In situations like these, the limits of conventional software monitoring can easily lead to unintended consequences. We often see our clients’ application developers create custom logging solutions that automatically send logs on batch processes and user applications to rather uncomfortable destinations. I once saw an otherwise intelligent colleague build a script that would scan logs for specific phrases and send him an e-mail with the results. An ingenious solution, to be sure – but an altogether too fragmented approach to safeguarding the wellbeing of an essential asset management tool.

The value of a comprehensive approach

Our search for a more holistic approach to our monitoring challenges led us to a tool called Splunk®. This so-called log analyzer is capable of presenting users with a clear overview of all logs that servers and server applications produce. After examining the tool, we began to wonder: what if we generated a log and ran it through the tool. What useful information would that bring us?

We quickly discovered that our current log files were not suitable for automatic processing. For starters, they contained many useless lines of information. Then there were lines that seemed quite relevant, but did not contain the essential details needed to spot the problems we wanted to solve. This particular variety of automatic processing seemed to be a new approach, one that did not mesh well with the current logs. As a result, we realized we also needed to improve the logs themselves.

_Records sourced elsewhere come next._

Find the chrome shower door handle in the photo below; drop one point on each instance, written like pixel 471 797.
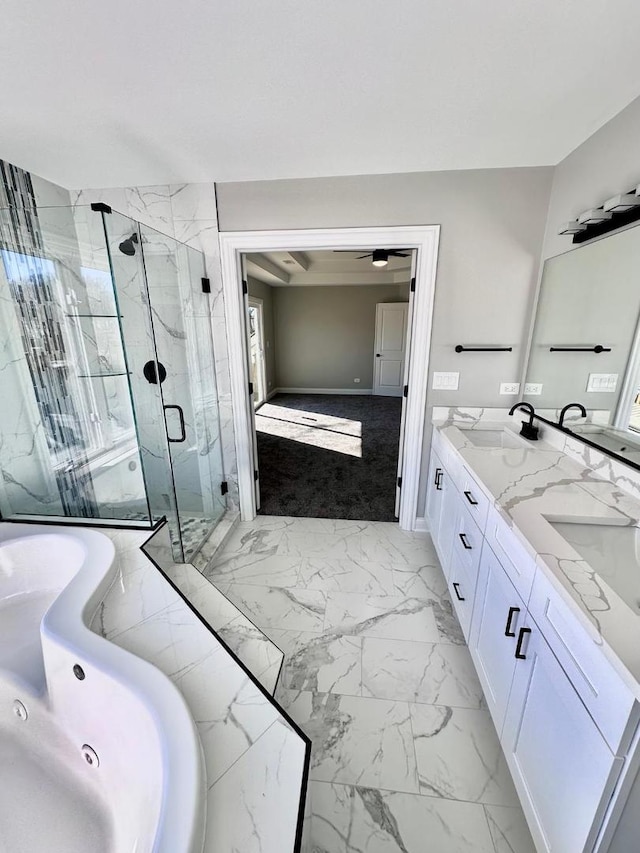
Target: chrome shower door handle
pixel 183 432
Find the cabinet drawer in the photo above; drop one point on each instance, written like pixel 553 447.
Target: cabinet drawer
pixel 467 540
pixel 473 497
pixel 606 697
pixel 519 565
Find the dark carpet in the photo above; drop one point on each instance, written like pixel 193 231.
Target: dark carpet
pixel 308 446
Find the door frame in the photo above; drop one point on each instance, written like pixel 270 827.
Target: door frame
pixel 424 239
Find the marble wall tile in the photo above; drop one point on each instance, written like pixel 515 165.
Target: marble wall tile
pixel 393 618
pixel 420 672
pixel 323 663
pixel 355 740
pixel 193 201
pixel 348 819
pixel 459 756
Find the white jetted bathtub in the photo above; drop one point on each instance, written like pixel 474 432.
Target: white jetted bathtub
pixel 98 750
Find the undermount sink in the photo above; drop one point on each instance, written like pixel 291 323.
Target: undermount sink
pixel 612 551
pixel 493 438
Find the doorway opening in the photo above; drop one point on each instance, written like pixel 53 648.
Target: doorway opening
pixel 318 418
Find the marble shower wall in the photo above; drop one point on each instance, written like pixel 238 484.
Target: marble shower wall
pixel 188 213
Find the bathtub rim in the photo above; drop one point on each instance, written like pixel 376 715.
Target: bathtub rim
pixel 182 819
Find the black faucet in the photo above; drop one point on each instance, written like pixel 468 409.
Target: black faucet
pixel 527 430
pixel 564 411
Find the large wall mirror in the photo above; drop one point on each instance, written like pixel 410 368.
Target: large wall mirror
pixel 586 340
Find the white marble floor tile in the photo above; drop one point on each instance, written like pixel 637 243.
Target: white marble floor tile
pixel 323 663
pixel 355 740
pixel 459 756
pixel 253 807
pixel 347 819
pixel 341 575
pixel 509 830
pixel 393 618
pixel 425 582
pixel 420 672
pixel 274 607
pixel 255 568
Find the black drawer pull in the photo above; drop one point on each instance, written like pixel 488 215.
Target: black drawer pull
pixel 455 589
pixel 512 612
pixel 521 634
pixel 463 539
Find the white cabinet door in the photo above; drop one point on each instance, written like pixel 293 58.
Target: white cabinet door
pixel 449 510
pixel 434 493
pixel 562 768
pixel 498 615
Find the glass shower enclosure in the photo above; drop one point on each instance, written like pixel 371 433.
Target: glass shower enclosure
pixel 107 375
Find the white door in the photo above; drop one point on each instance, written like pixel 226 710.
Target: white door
pixel 250 389
pixel 498 615
pixel 562 768
pixel 257 354
pixel 390 346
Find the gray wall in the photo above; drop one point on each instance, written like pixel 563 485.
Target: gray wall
pixel 491 240
pixel 606 164
pixel 325 335
pixel 263 291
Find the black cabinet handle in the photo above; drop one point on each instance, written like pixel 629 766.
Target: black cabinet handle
pixel 463 539
pixel 183 432
pixel 521 634
pixel 512 612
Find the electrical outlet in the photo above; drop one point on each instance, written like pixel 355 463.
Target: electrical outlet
pixel 533 388
pixel 445 381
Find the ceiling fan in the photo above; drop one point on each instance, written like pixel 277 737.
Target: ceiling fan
pixel 379 257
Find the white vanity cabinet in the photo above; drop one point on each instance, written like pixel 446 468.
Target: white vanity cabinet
pixel 566 720
pixel 498 615
pixel 561 765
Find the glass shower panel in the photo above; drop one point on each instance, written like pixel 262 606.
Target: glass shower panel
pixel 67 431
pixel 128 271
pixel 182 330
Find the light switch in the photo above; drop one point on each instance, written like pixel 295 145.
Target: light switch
pixel 445 381
pixel 602 383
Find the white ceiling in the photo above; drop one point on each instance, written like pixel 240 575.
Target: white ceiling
pixel 99 94
pixel 324 268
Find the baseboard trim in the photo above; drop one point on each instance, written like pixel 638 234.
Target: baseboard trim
pixel 359 391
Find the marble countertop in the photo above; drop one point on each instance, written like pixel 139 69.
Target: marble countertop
pixel 538 482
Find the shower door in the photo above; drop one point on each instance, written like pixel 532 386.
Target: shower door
pixel 180 318
pixel 167 333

But where to begin? What do you need in order for logs to be useful? Obviously, they need to be complete, which means all events need to be logged. This gives user much-needed insight into the changes in their numbers. Then, there’s the matter of details: logs need to provide sufficient detail to help users get a grip on the issue they are investigating or monitoring. And finally, logs need to be accurate. Accuracy ensures you’ll be able to draw the right conclusions from your measurements.

This cannot be achieved by simply adding a print statement to the software. To create useful logs that are well-suited to automatic processing, you need to take a comprehensive approach.

Building a better mousetrap

Once you have access to logs that are complete, detailed and accurate, you will be able to track anything your users do: every click, every database query performed by the application, every map render action the GIS performs. And you’ll be able to count on accurate measurements throughout.

Realworld Software Products B.V. built Diagnostics on top of Splunk® using standard dashboards that present logged information in a way that is both complete and accurate. This immediately raised new questions: exactly which information should the tool present to the person doing the monitoring, and how should that information be presented?

To tackle these questions, we are currently defining KPIs for the users of the monitoring system. And that’s something we could really use your help with. We need input from users to determine the optimal representation of monitoring information – your input.

Defining the right KPIs for the job

To be effective, KPIs need to be SMART. The measurement should have a Specific purpose for your business. It should be Measurable, in that it genuinely has a value. The norms it defines must be Achievable and the improvement it proposes must be Relevant to your success. Last but certainly not least, the KPI must be Time-sensitive, with values or outcomes shown for a predefined, relevant period of time.

Of course, managers who are responsible for Asset Management have different KPIs than System Administrators, who in turn have different KPIs than the Functional Maintainers that are responsible for training users.

Now that we’ve tackled the challenge of logging information comprehensively, defining these KPIs and envisioning the right dashboards to present the current and overtime development of those KPIs has become our primary challenge.

Which brings us back to my earlier example: the system administrator’s green light. With Diagnostics, we now have an asset management monitoring tool that can clearly pinpoint whether the light is truly green. That means there can be no doubt whether a defined KPI is actually met. Combined with administrative monitoring, which is also supported by Splunk®, this reveals the true status of our Asset Management Software.